Innocent until proven guilty?

The collecting of DNA from convicted criminals to form state databases has been used for many years in providing a genetic fingerprint to find suspects from a crime scene. However, recent ethical debate has sprung up on the new policy of 25 states which are taking DNA samples of people who are arrested but have not yet been charged with a crime and may not be found guilty. Even if these people are cleared of the crime, their DNA stays in the criminal database. Many civil-liberties organizatios are taking this issue to court, saying that it violates the Fourth Amendment, invades personal privacy and discards the "innocent until proven guilty" clause. People are also concerned that their DNA sample could be made available to medical research without their consent.
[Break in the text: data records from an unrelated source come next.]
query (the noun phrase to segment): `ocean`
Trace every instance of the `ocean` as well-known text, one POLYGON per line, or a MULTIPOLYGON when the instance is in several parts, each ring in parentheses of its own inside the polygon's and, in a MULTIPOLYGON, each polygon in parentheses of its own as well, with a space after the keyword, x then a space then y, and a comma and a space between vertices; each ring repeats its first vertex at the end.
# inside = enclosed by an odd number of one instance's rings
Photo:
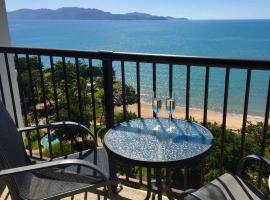
MULTIPOLYGON (((110 50, 270 60, 270 20, 77 21, 10 20, 12 45, 110 50)), ((114 63, 121 79, 119 63, 114 63)), ((135 64, 126 63, 126 82, 136 86, 135 64)), ((151 101, 152 67, 141 64, 142 100, 151 101)), ((168 66, 157 65, 157 91, 165 99, 168 66)), ((190 106, 203 108, 205 68, 191 67, 190 106)), ((246 70, 231 70, 228 112, 243 113, 246 70)), ((222 111, 224 69, 211 69, 209 109, 222 111)), ((252 72, 249 115, 263 116, 269 72, 252 72)), ((174 66, 173 93, 185 105, 186 68, 174 66)))

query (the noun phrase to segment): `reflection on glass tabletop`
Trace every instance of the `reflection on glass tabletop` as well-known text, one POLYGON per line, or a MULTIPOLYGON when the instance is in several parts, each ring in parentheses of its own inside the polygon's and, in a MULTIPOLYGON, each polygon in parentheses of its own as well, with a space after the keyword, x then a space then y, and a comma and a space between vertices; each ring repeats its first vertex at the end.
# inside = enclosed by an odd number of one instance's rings
POLYGON ((166 162, 198 156, 212 146, 205 127, 186 120, 135 119, 110 129, 104 143, 112 152, 138 161, 166 162))

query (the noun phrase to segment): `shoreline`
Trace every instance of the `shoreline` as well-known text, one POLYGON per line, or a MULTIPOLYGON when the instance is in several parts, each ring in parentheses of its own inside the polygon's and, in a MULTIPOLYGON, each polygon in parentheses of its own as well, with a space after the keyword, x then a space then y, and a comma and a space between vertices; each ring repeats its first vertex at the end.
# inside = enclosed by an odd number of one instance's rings
MULTIPOLYGON (((122 107, 116 107, 115 111, 121 112, 122 107)), ((127 111, 137 113, 137 104, 132 104, 127 106, 127 111)), ((185 107, 176 106, 175 111, 173 113, 173 117, 175 119, 183 119, 185 118, 185 107)), ((199 108, 190 108, 189 109, 190 117, 193 117, 196 121, 203 121, 203 109, 199 108)), ((164 106, 162 107, 160 113, 158 114, 160 117, 168 117, 164 106)), ((147 103, 141 103, 141 117, 153 117, 152 105, 147 103)), ((218 124, 222 124, 223 113, 213 110, 207 111, 207 121, 208 122, 217 122, 218 124)), ((248 115, 247 121, 252 123, 263 122, 264 117, 261 116, 253 116, 248 115)), ((226 127, 228 129, 240 129, 243 123, 243 114, 236 113, 227 113, 227 123, 226 127)))

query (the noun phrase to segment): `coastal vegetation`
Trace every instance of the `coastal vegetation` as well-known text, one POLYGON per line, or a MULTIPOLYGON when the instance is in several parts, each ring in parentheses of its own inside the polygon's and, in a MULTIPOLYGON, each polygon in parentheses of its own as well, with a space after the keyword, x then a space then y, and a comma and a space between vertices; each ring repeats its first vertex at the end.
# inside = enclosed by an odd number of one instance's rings
MULTIPOLYGON (((17 64, 19 73, 20 95, 23 99, 22 105, 24 120, 28 125, 34 125, 36 121, 39 123, 55 122, 55 121, 77 121, 89 127, 100 138, 106 132, 105 125, 105 111, 104 111, 104 90, 103 90, 103 71, 99 65, 91 67, 93 75, 93 84, 90 79, 90 68, 84 60, 79 60, 78 66, 74 61, 56 61, 53 65, 53 70, 45 67, 40 63, 37 57, 31 57, 27 64, 26 58, 19 58, 17 64), (76 68, 78 67, 78 68, 76 68), (77 72, 79 69, 79 76, 77 72), (29 74, 32 76, 32 83, 29 79, 29 74), (42 87, 44 83, 44 88, 42 87), (78 90, 80 88, 80 92, 78 90), (92 93, 94 91, 94 93, 92 93), (45 95, 44 95, 45 94, 45 95), (34 98, 33 98, 34 97, 34 98), (94 129, 94 115, 93 115, 93 98, 95 100, 95 115, 97 127, 94 129), (81 103, 79 103, 81 102, 81 103), (81 108, 80 108, 81 106, 81 108), (47 109, 45 109, 45 107, 47 109), (57 108, 57 109, 56 109, 57 108), (36 111, 35 111, 36 110, 36 111), (37 115, 35 116, 35 112, 37 115)), ((113 78, 113 94, 115 106, 122 106, 124 104, 122 98, 122 84, 113 78)), ((126 105, 137 102, 136 90, 129 85, 125 86, 126 105)), ((137 118, 136 113, 128 112, 127 119, 137 118)), ((195 121, 191 118, 191 120, 195 121)), ((115 123, 123 121, 123 113, 115 113, 115 123)), ((211 153, 205 159, 203 170, 204 176, 201 176, 200 165, 189 166, 188 187, 199 187, 200 182, 204 184, 210 182, 220 175, 220 152, 221 152, 221 136, 222 127, 217 123, 207 123, 207 128, 214 135, 214 145, 211 153)), ((224 136, 224 171, 236 172, 236 166, 240 159, 240 145, 241 145, 241 130, 228 129, 224 136)), ((263 123, 248 123, 245 137, 245 155, 259 154, 262 141, 263 123)), ((41 137, 47 134, 46 131, 34 132, 31 134, 30 140, 25 137, 24 141, 27 149, 33 151, 38 150, 38 134, 41 137)), ((56 131, 57 136, 62 142, 62 149, 60 145, 52 146, 53 157, 59 157, 62 154, 67 155, 72 151, 80 151, 82 147, 91 147, 93 143, 90 138, 82 140, 82 132, 77 129, 59 129, 56 131)), ((267 131, 266 138, 266 157, 270 158, 270 130, 267 131)), ((43 148, 43 156, 50 157, 48 148, 43 148)), ((120 173, 125 172, 123 164, 118 165, 120 173)), ((251 165, 247 169, 246 175, 250 176, 250 182, 256 183, 258 168, 251 165)), ((164 172, 163 172, 164 174, 164 172)), ((130 167, 129 175, 131 177, 139 176, 139 169, 137 167, 130 167)), ((268 171, 264 171, 264 177, 269 175, 268 171)), ((165 174, 164 174, 165 176, 165 174)), ((173 171, 173 186, 176 188, 183 188, 184 177, 179 169, 173 171)), ((146 179, 145 170, 143 170, 143 178, 146 179)), ((263 178, 261 189, 264 192, 269 192, 267 187, 267 179, 263 178)))

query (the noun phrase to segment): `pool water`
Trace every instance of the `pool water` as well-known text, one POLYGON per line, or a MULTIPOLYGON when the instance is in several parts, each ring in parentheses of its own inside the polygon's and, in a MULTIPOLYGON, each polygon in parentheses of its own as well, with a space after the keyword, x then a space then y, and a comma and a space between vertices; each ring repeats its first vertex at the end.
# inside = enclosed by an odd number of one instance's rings
MULTIPOLYGON (((58 139, 57 135, 55 134, 54 131, 50 132, 50 136, 51 136, 51 144, 59 144, 60 140, 58 139)), ((43 145, 43 147, 45 148, 49 148, 49 136, 48 134, 46 134, 42 139, 41 139, 41 144, 43 145)))

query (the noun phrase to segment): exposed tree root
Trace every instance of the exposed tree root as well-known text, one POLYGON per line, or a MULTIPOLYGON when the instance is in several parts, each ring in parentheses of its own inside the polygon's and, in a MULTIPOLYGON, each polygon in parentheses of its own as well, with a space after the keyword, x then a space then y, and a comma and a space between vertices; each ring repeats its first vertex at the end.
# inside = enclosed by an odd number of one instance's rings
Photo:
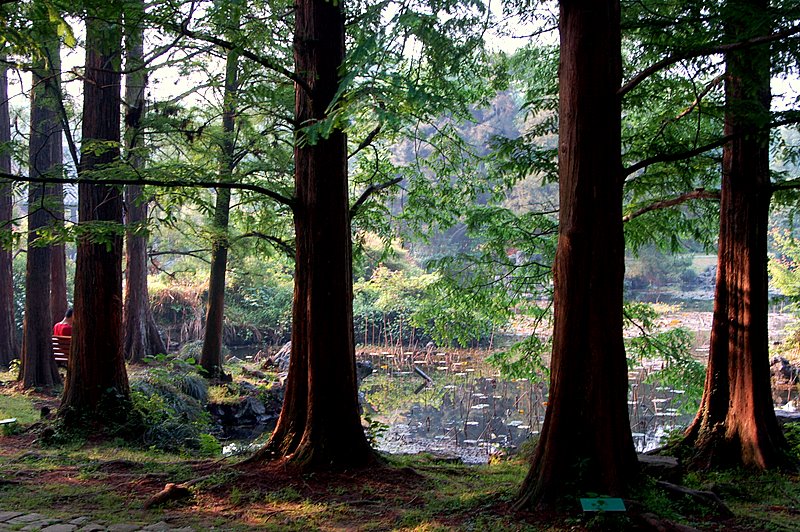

A person's DNA is very private and should be treated as more than just a standard police booking procedure. Lower level courts have decided both ways on the issue, some agreeing that it is just a routine procedure like fingerprinting, and some calling it unconstituional.  Hopefully, this issue will soon be taken to the Supreme Court and decided once and for all.

1 comment:

  1. This article was very interesting and I can see how taking DNA samples of people who are arrested but have not yet been charged with a crime and keeping them in a database could raise many issues. I think it could be a useful tool for solving future crimes. Instead of just running fingerprints for a match police could run DNA to find criminals.